Beitrag von Raffineur »

Hallo Faltradler,

meinen „Mercedes“ habe ich ja auf Riemenantrieb umgerüstet. Das war einer der Gründe, warum ich das GoBike als Ausgangsbasis gewählt hatte: Weil die Kettenstrebe über die Kette führt und es kein hinteres Rahmendreieck gab, das ich hätte öffnen und wieder verschließen müssen. Beim Birdy ist der Fall ähnlich. Zahlreichen Faltradlern anderer Modelle dürfte es widerstreben, am Rahmen zu sägen, um den Riemen durchzuführen.

Das brauchen sie bald auch nicht mehr. An der „geheimen“ (zumindest nicht öffentlichen) Eurobike dieses Jahr wurde ein neuer Riemen vorgestellt, der teilbar ist. Nicht quer, sondern V-förmig, und zwar mit einem sehr schlanken „V“, damit nicht alle Zugstränge am gleichen Ort geteilt werden. Zusammengefügt werden die beiden Enden mit Nieten aus Edelstahl, die an den Enden gespreizt werden. Das System hat auch prompt einen Preis gewonnen. Verdient, wie ich denke. Irgendwie erstaunt es mich auch nicht, dass die Idee nicht von den etablierten Riemenanbietern wie Gates, Continental oder Haberstock kam, sondern von einem kleinen kalifornischen Start-up. Die Firma nennt sich Veer Cycles.
Der Dateianhang DSC06567_720x720_crop_top.jpg existiert nicht mehr.
Anders als Gates (11 mm), Continental und Haberstock (beide 14 mm) hat Veer eine Teilung von 8 mm gewählt. Das ist für uns Faltradler günstig, weil der Veer-Riemen engere Biegeradien ermöglicht. Unsere kleinen Laufräder benötigen ja eine größere Primärübersetzung, um pro Pedalumdrehung die gleiche Entfaltung zu erreichen wie große Räder. Dank Veer muss die vordere Riemenscheibe nicht überdimensioniert sein.

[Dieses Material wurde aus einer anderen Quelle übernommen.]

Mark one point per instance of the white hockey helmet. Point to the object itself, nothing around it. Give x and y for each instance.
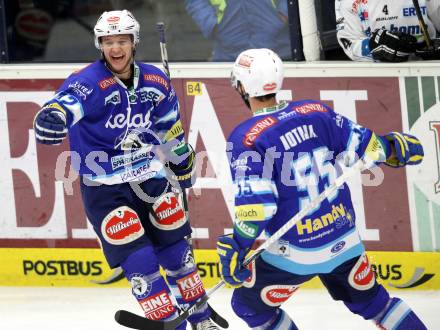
(116, 22)
(259, 71)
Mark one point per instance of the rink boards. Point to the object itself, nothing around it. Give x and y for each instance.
(44, 235)
(87, 267)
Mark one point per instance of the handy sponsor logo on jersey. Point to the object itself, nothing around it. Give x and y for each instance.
(158, 306)
(155, 78)
(310, 107)
(258, 128)
(250, 212)
(297, 136)
(106, 83)
(81, 90)
(362, 276)
(409, 29)
(338, 247)
(276, 295)
(122, 226)
(191, 287)
(338, 215)
(169, 213)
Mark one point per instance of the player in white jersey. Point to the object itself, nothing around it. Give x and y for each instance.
(386, 30)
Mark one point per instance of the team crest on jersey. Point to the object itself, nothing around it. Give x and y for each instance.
(362, 275)
(168, 212)
(276, 295)
(122, 226)
(258, 128)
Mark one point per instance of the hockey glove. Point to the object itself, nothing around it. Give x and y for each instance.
(183, 170)
(429, 53)
(408, 150)
(389, 46)
(231, 258)
(50, 126)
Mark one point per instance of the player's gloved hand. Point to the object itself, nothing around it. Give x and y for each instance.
(50, 126)
(389, 46)
(184, 170)
(231, 258)
(408, 150)
(429, 53)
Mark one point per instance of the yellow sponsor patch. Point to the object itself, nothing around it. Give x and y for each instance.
(54, 105)
(250, 212)
(174, 131)
(193, 88)
(374, 149)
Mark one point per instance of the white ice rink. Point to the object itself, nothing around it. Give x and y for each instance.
(27, 308)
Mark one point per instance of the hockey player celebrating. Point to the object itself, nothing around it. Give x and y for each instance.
(386, 30)
(281, 159)
(117, 110)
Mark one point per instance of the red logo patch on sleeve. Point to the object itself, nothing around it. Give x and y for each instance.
(191, 287)
(258, 128)
(362, 275)
(158, 306)
(121, 226)
(275, 295)
(169, 213)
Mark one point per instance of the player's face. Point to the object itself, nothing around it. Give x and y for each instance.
(118, 51)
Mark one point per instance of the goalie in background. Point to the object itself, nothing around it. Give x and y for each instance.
(387, 30)
(281, 159)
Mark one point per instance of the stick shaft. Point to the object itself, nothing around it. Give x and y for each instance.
(422, 23)
(163, 47)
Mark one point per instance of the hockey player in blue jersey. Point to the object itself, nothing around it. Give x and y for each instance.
(123, 121)
(282, 158)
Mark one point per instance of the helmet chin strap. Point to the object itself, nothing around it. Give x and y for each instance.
(244, 95)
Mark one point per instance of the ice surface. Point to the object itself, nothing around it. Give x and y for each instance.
(29, 308)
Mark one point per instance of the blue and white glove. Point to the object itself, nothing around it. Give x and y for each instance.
(184, 171)
(231, 258)
(50, 126)
(408, 149)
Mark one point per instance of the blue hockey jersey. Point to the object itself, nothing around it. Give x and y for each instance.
(112, 128)
(281, 159)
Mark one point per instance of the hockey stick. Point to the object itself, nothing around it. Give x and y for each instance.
(422, 24)
(163, 47)
(135, 321)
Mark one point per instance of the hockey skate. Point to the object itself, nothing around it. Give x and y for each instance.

Wenn ich richtig gezählt habe, hat ein Riemen 28 Nieten, d.h. die Verbindung ist 22,4 cm lang.
BeltSplice_display_splice_1024x1024.jpg
Im Gegensatz zu Gates, die noch immer auf hoher Riemenspannung bestehen, verlangt Veer so gut wie keine, was die Belastung für Rahmen und Lager vermindert. Mehr noch: Der Veer-Riemen ist aufgrund der niedrigen Spannung selbst für gefederte Hinterbauten zugelassen, solange sich das Lasttrum beim Einfedern nicht um mehr als 1,5 cm verlängert. Bei meinem GoBike und beim Bernds ist es ja genauso.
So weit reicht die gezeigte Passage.